For bilinear forms corresponding to a tensor $(t_{ijk})$, the tensor is already prescribed. Any chain evaluating those bilinear forms yields, by the same argument as above, a decomposition of $(t_{ijk})$ into at most $r$ simple tensors. Hence
$$ \operatorname{rank}(t_{ijk})\le r. $$
Applying (15) with the prescribed tensor in place of the admissible tensor gives
$$ r \ge \frac12,\operatorname{rank}(t_{ijk}). $$
Therefore every polynomial chain, normal or abnormal, that evaluates the bilinear forms associated with $(t_{ijk})$ must use at least
$$ \frac12,\operatorname{rank}(t_{ijk}) $$
chain multiplications.
This completes the proof.
∎
Verification
From a chain with $r$ multiplications, equations (2)-(6) construct a tensor $(t_{ijk})$ of rank at most $r$ satisfying the symmetry condition (1).
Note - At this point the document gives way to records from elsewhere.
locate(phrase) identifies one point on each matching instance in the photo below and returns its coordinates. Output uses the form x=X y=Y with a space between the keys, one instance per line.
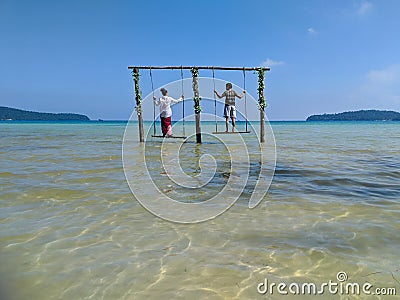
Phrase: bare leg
x=233 y=124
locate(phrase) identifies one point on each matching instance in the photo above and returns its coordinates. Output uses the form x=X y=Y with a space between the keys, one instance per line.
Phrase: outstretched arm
x=156 y=102
x=177 y=100
x=240 y=96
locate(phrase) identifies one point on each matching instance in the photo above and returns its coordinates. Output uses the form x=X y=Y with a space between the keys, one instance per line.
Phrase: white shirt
x=165 y=105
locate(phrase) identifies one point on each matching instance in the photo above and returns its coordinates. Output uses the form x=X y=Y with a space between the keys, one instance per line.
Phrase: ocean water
x=70 y=227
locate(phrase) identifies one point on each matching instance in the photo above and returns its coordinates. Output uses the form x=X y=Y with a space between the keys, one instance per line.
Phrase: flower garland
x=138 y=94
x=195 y=86
x=261 y=99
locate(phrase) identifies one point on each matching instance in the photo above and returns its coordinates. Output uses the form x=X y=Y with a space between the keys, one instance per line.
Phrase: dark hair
x=163 y=91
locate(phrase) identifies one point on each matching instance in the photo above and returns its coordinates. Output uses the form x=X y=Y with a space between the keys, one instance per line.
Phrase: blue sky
x=325 y=56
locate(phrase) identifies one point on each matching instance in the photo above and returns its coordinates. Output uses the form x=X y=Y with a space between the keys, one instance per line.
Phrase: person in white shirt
x=165 y=111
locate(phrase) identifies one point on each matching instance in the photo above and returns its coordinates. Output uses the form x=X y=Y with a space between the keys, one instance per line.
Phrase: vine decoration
x=195 y=86
x=138 y=93
x=262 y=103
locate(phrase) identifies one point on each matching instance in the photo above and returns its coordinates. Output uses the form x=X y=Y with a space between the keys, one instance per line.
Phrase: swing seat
x=170 y=137
x=229 y=132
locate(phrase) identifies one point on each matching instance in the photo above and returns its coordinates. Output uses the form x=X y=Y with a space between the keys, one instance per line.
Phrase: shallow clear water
x=71 y=229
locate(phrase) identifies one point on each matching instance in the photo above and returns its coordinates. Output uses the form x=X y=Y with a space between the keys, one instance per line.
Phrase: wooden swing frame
x=196 y=98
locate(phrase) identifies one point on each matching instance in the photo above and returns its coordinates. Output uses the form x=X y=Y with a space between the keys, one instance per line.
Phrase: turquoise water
x=71 y=229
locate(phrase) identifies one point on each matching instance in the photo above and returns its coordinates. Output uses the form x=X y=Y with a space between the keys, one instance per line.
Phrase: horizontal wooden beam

Conversely, any rank-$R$ decomposition (10) immediately yields a chain with exactly $R$ multiplications that evaluates the same quadratic forms.
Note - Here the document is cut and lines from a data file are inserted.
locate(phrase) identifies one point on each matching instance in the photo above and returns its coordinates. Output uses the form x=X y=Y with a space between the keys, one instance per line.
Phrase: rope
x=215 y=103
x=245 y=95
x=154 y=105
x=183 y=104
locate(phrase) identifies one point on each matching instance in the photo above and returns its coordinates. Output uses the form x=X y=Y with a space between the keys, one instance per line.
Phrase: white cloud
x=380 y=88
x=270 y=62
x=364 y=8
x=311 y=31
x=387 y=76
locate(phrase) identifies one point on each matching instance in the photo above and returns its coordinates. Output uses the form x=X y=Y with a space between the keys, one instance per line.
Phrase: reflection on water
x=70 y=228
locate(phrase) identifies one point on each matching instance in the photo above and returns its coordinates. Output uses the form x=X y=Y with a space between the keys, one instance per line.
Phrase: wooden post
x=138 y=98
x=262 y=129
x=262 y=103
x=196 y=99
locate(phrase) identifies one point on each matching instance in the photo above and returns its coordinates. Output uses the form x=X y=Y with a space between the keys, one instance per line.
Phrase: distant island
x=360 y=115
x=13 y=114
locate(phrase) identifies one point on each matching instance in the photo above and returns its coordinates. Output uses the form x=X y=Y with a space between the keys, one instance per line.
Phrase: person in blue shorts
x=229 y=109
Hence the minimum number of chain multiplications is exactly the minimum rank among tensors satisfying (1).
Finally,
$$ \tau_{ijk}+\tau_{jik} = t_{ijk}+t_{jik} $$
and tensor-rank subadditivity imply
$$ \operatorname{rank}(\tau_{ijk}+\tau_{jik}) \le 2,\operatorname{rank}(t_{ijk}), $$
which yields the lower bound
$$ r_{\min} \ge \frac12,\operatorname{rank}(\tau_{ijk}+\tau_{jik}). $$
The same inequality applied to a fixed bilinear tensor $(t_{ijk})$ gives
$$ r\ge \frac12,\operatorname{rank}(t_{ijk}). $$
Notes
The argument is the quadratic-form analogue of the tensor-rank method used earlier in Section 4.6.4 for bilinear computations. A chain multiplication produces one simple tensor, and tensor rank measures the minimum number of such simple tensors required. The factor $\tfrac12$ arises because a quadratic form depends only on the symmetrized tensor $t_{ijk}+t_{jik}$.